- Directed by: James Motluk
- Written by: James Motluk
- Produced by: James Motluk
- Starring: John Kenneth Galbraith; Charles Kernaghan; Jack Layton;
- Cinematography: Adam Nashman
- Edited by: Terry Steyn
- Music by: Tad Winklarz
- Release date: 28 September 2000;
- Country: Canada
- Language: English

= Life Under Mike =

Life Under Mike is a political documentary film directed and produced by Canadian filmmaker James Motluk. It was released to theaters in September 2000 to generally positive reviews. The movie takes a critical look at the government of then Ontario Premier Mike Harris. It was partially funded by American filmmaker Michael Moore after Motluk met Moore at the Toronto International Film Festival. Music was provided for the movie soundtrack by rock stars Bruce Springsteen and Bob Dylan.

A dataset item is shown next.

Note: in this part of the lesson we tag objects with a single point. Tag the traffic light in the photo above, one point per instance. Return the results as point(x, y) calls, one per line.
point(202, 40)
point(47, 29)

In 2001, it received a Media Human Rights Award from the League for Human Rights of Canada.

The movie touches on themes such as the need for government to play a role in the economy, the need for a strong sense of community, and support for strong trade unions.

It features interviews with economist John Kenneth Galbraith and then Toronto councillor Jack Layton, who later served as leader of the New Democratic Party from 2003 to 2011.